Jacob, where are you?

She didn’t romanticize childbirth like women had in Salt Lake City. It was a job for midwives, mothers, and sister wives, not for husbands. But Jacob said it was important, and if it was important for him, it was important for her. So where was he?

And I need you.

Not to help with the baby. To help with the spine injury. Give her the medical scoop and buck up her spirits for the grueling rehabilitation. And not just to comfort her, to let
her
comfort
him
and wipe away the guilt that he’d let her down.
I’m still the same person,
she needed to tell him.
It’s not my legs that matter.

And where was Eliza? Nobody had seen her since the car accident, two days earlier. Abraham Christianson hadn’t shown up to give Fernie a blessing. And what about Sister Miriam, or even David? How about Eliza’s friends in the FBI, wouldn’t they want to interview her to figure out how to track down their attackers? Something was going on, and Fernie was no idiot. She could guess. Her emotions flipped between anger that Jacob would abandon her and terror that he’d get himself killed.
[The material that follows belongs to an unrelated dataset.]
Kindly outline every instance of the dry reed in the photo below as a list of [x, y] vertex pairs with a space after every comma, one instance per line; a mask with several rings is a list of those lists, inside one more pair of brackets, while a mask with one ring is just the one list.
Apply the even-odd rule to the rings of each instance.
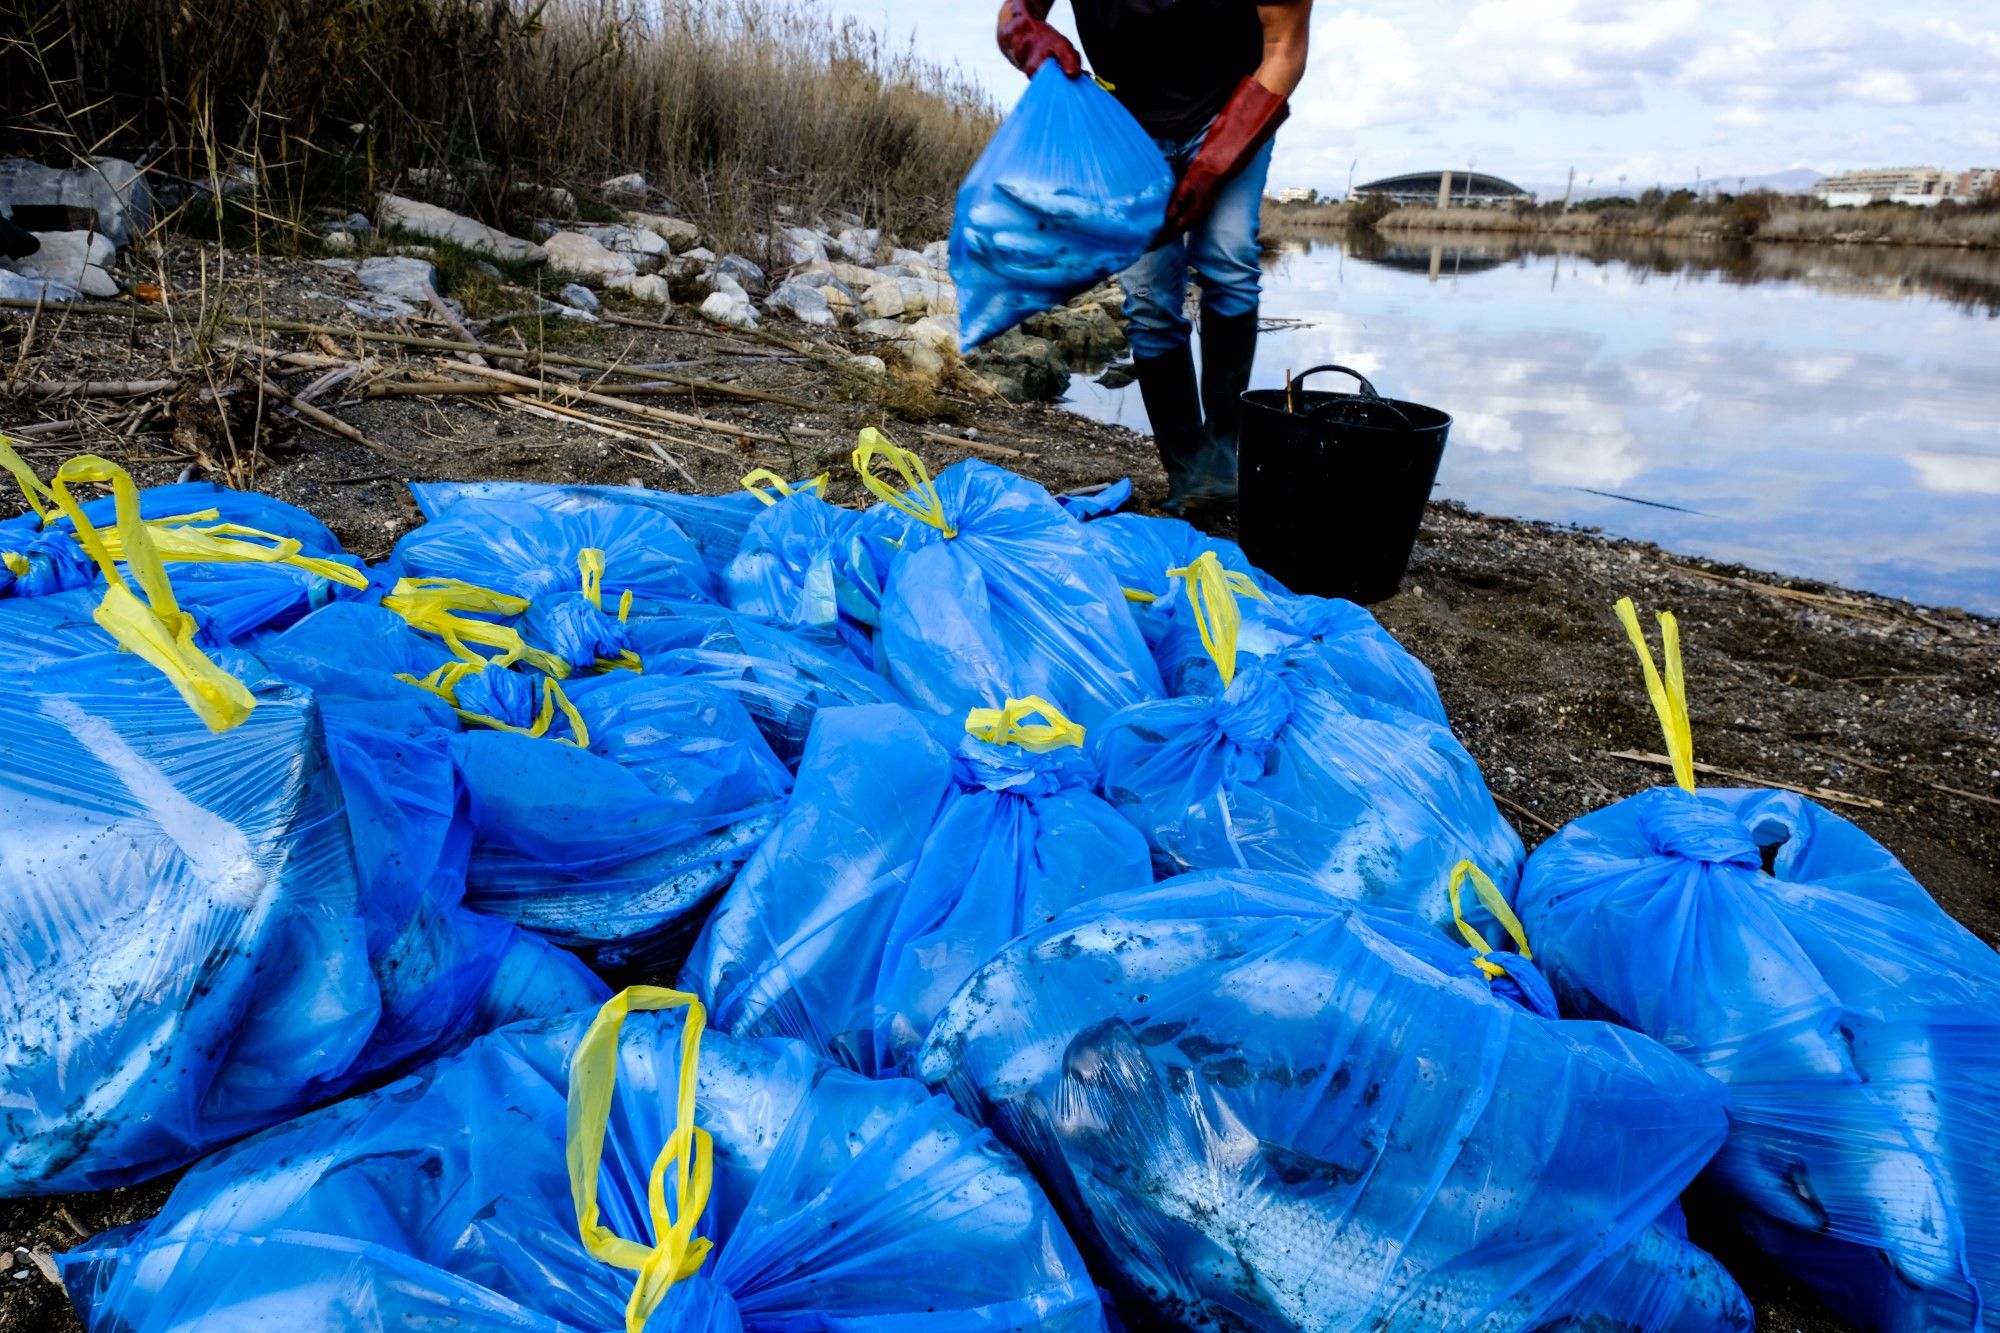
[[0, 0], [0, 135], [113, 153], [263, 208], [643, 172], [718, 234], [790, 209], [942, 234], [995, 123], [956, 69], [815, 0]]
Her stomach was hurting now. It felt like a too-tight rubber band cutting into her skin. Rather than wait for the nurse to return with her baby, Fernie stretched and grabbed the IV pole to pull it closer to the bed, then adjusted the port on the morphine bag, to add a small dosage to the saline drip. Enough to dull the pain without dulling her mind. There were advantages to being both the wife of a doctor and a close observer of human behavior.

What was keeping the nurse? Fernie’s breasts had started aching as soon as the nurse mentioned feeding the baby, like getting into the car for a long drive and realizing she needed to pee. Just when Fernie thought she’d ring, the nurse wheeled in the cart. The baby snuggled into a blue receiving blanket with a blue stocking cap over his head. His eyes were open, blinking. Fernie felt an immediate swelling of love. When the nurse lifted him out and set him in Fernie’s arms, she thought she would burst. If only it had been Jacob handing her the baby.

The nurse bent over. “Let’s help you with that gown. No, don’t move, I’ve got it.”

Daniel and Leah had been strong nursers from the start. Nephi had needed time to get used to the idea, but once he started he didn’t want to stop for the next five months. This little guy—Fernie
had started to think of him as Jacob, a name her husband didn’t like, saying that Jacob Junior reminded him of Taylor Junior—took to nursing right away. He started rooting for the nipple as soon as it brushed his cheek. Two turns of the head and then he’d latched on and was sucking hard.

Fernie looked up. “Have you seen my husband?”

“No, I’m sorry. Your mother was asking if she could come in. Maybe she knows. If not, I—” The nurse stopped and cocked her head.

Fernie listened. There was some commotion down the hall, a man shouting, and then the sound of someone running past in the hallway.

The nurse frowned and excused herself.